Understanding EXPLAIN ANALYZE
Before optimizing, understand what's slow:
EXPLAIN ANALYZE
SELECT * FROM orders
WHERE user_id = 12345
AND created_at > '2024-01-01'
ORDER BY created_at DESC
LIMIT 10;
Look for:
- Seq Scan - Full table scan (usually bad)
- Index Scan - Using index (good)
- Bitmap Heap Scan - Multiple index conditions (usually good)
- actual time - Real execution time
- rows - Estimated vs actual row counts
Indexing Strategies
Single Column Index
-- Basic B-tree index
CREATE INDEX idx_orders_user_id ON orders(user_id);
-- Index for sorting
CREATE INDEX idx_orders_created_desc ON orders(created_at DESC);
Composite Index
Order matters! Most selective column first:
-- For: WHERE user_id = X AND status = Y
CREATE INDEX idx_orders_user_status ON orders(user_id, status);
-- This index also helps queries on just user_id
-- But NOT queries on just status
Partial Index
When you query a subset frequently:
-- Only index active orders (80% of queries)

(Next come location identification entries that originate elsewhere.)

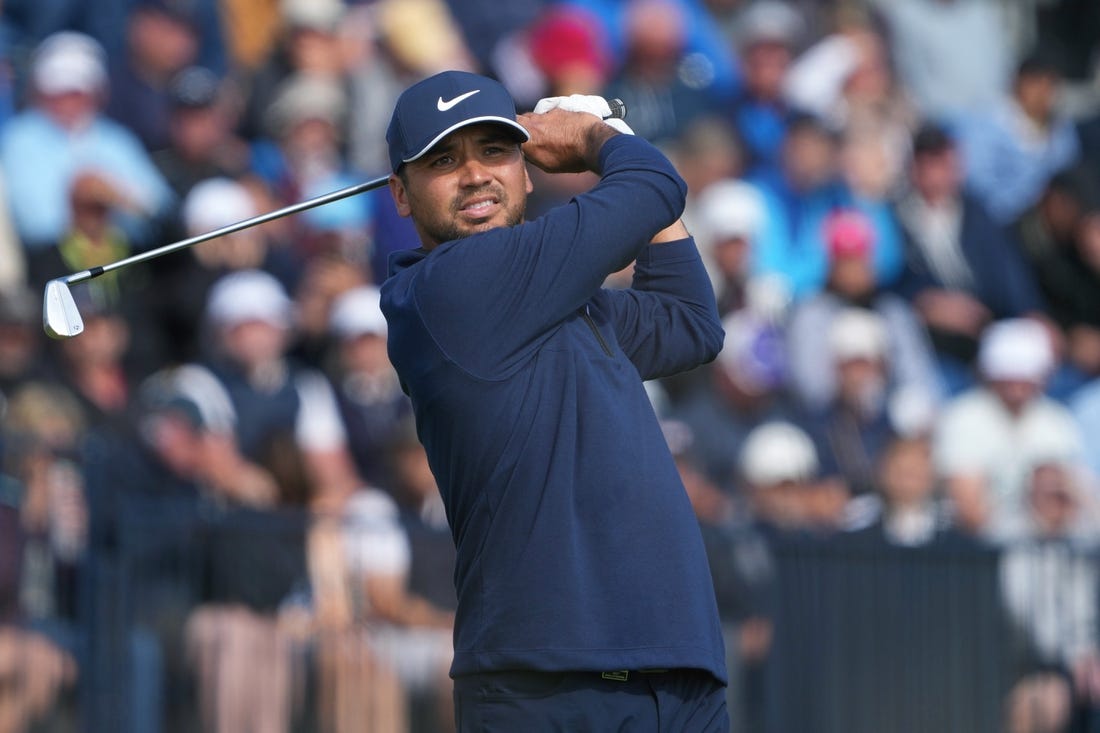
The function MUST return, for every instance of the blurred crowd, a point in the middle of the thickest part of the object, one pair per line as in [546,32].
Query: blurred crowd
[899,204]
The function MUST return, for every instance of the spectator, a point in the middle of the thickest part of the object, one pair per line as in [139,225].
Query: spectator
[162,40]
[954,56]
[961,270]
[303,159]
[152,484]
[656,81]
[98,370]
[854,427]
[781,480]
[847,80]
[42,532]
[1062,240]
[63,132]
[990,437]
[200,143]
[325,279]
[90,239]
[309,44]
[569,48]
[851,284]
[183,281]
[353,547]
[708,151]
[810,188]
[1011,150]
[1049,587]
[908,507]
[369,392]
[1085,405]
[728,218]
[767,34]
[414,40]
[262,393]
[21,348]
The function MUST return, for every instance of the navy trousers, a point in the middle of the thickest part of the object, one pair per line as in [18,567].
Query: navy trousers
[651,701]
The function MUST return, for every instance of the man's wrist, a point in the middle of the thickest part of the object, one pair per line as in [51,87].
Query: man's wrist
[598,134]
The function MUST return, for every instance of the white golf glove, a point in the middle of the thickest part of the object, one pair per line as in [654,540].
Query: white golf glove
[590,104]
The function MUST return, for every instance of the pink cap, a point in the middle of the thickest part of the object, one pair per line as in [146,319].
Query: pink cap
[848,233]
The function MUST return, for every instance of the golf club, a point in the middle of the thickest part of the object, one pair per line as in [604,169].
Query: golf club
[61,318]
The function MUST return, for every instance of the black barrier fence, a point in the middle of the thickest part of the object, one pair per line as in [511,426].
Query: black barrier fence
[865,637]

CREATE INDEX idx_active_orders ON orders(user_id, created_at)
WHERE status = 'active';
-- Much smaller index, faster updates
Expression Index
-- For case-insensitive email lookup
CREATE INDEX idx_users_email_lower ON users(LOWER(email));
-- Query must match the expression
SELECT * FROM users WHERE LOWER(email) = '[email protected]';
Query Optimization
Avoid SELECT *
-- Bad
SELECT * FROM orders WHERE user_id = 123;
-- Good: Only fetch what you need
SELECT id, total, status, created_at FROM orders WHERE user_id = 123;
Use EXISTS Instead of IN
-- Slow with large subquery
SELECT * FROM users
WHERE id IN (SELECT user_id FROM orders WHERE total > 10000);
-- Faster
SELECT * FROM users u
WHERE EXISTS (SELECT 1 FROM orders o WHERE o.user_id = u.id AND o.total > 10000);
Pagination Done Right
-- Bad: OFFSET for large values
SELECT * FROM products ORDER BY id LIMIT 20 OFFSET 50000;
-- Better: Keyset pagination
SELECT * FROM products
WHERE id > 50000 -- Last seen ID
ORDER BY id
LIMIT 20;
Table Partitioning
For tables with millions of rows:
-- Create partitioned table
CREATE TABLE orders (
id SERIAL,
user_id INTEGER,
total DECIMAL(10,2),
created_at TIMESTAMPTZ
) PARTITION BY RANGE (created_at);
-- Create monthly partitions
CREATE TABLE orders_2024_01 PARTITION OF orders
FOR VALUES FROM ('2024-01-01') TO ('2024-02-01');
CREATE TABLE orders_2024_02 PARTITION OF orders
FOR VALUES FROM ('2024-02-01') TO ('2024-03-01');
PostgreSQL automatically routes queries to relevant partitions.
Configuration Tuning
Key settings in postgresql.conf:
# Memory
shared_buffers = 256MB # 25% of RAM for dedicated DB server
work_mem = 64MB # Per-operation memory for sorts
maintenance_work_mem = 512MB # For VACUUM, CREATE INDEX
# Connections
max_connections = 100
Maintenance
Regular VACUUM
-- Reclaim dead tuples
VACUUM ANALYZE orders;
-- Full vacuum (more thorough, locks table)
VACUUM FULL orders;
Check for Bloat
SELECT
schemaname, tablename,
pg_size_pretty(pg_total_relation_size(schemaname || '.' || tablename)) as total_size
FROM pg_tables
WHERE schemaname = 'public'
ORDER BY pg_total_relation_size(schemaname || '.' || tablename) DESC;
Monitoring Queries
Find slow queries:
-- Enable pg_stat_statements extension first
SELECT query, calls, mean_time, total_time
FROM pg_stat_statements
ORDER BY total_time DESC
LIMIT 20;
Database optimization is iterative. Measure, change one thing, measure again.